Une grande préoccupation de Don Giussani était de nous ancrer, nous les jeunes, dans l’objectivité de l’Église. Il a parlé d’une nouvelle ontologie, d’un homme nouveau-né de la rencontre avec le Christ. Dans les années 1970 et 1980, qui ont été des années de violence et de terrorisme, cette tentative s’est clairement exprimée dans son enseignement sur la libération du mal. Le point central était une question qui semblait secouer l’Église : de qui le salut peut-il venir ? Autour de cette question, deux visions différentes se sont confrontées. D’un côté, il y avait ceux qui, de manière vive et parfois violente, prêchaient le salut par la révolution, fondant leurs espoirs de paix et de justice sur la sagesse et la moralité humaines. D’autre part, il y avait la communion chrétienne, qui constitue une manière absolument originale de concevoir l’existence. Elle vient d’en haut, de Dieu, et elle tire de la foi son regard sur l’homme et le monde. Il est inutile de dire de quel côté se trouvait Giussani.

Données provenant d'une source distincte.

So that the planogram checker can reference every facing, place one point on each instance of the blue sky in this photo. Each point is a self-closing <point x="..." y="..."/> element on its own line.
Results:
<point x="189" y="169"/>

Cependant, il était loin de penser que le christianisme impliquait un désengagement des affaires terrestres et charnelles. Il entendait plutôt donner aux efforts de l’homme un nouveau fondement, comme il l’expliquait dans une publication écrite avec Von Balthasar et publiée sous le titre L’engagement du chrétien dans le monde : « Le grand mot chrétien est celui de l’incarnation, mais ce qui fait ressortir ce Dieu qui est en toutes choses, ce n’est pas la sagesse humaine, c’est la communion vécue » . Au cours de ces années dramatiques, il s’est battu pour « que naisse une nouvelle ville », un don absolu qui trouve son origine dans la conversion.
Aujourd’hui, comme à l’époque, les gens sont à la recherche d’une solution qui mettra fin à l’injustice, à la pauvreté et aux guerres. Giussani a dit quelque chose qu’il ne faut pas oublier : « Je constate que toutes les positions que l’homme prend avec le désir d’éliminer le mal dans le monde, en partant de l’hypothèse que le mal est dans les structures, sont unilatérales, elles sont obligées d’oublier ou de nier quelque chose. Et une violence cède le pas à une autre violence ». Le mal est dans l’homme et il ne peut pas s’en débarrasser seul : c’est le cri de Don Giussani, le centre de sa méthode éducative. Le mal a sa racine dans la liberté humaine, une racine qui s’enracine dans la rébellion, dans la présomption, dans la tentative de devenir indépendant de Dieu. C’est un mal profond, conséquence du péché originel, qui ne peut être vaincu que par quelqu’un qui est semblable à l’homme et en même temps plus grand que l’homme, par Dieu fait homme, mort et ressuscité. D’où l’insistance pour que nous reconnaissions l’événement du Christ : « Le problème est unique, à savoir que nous prenions cet événement au sérieux ».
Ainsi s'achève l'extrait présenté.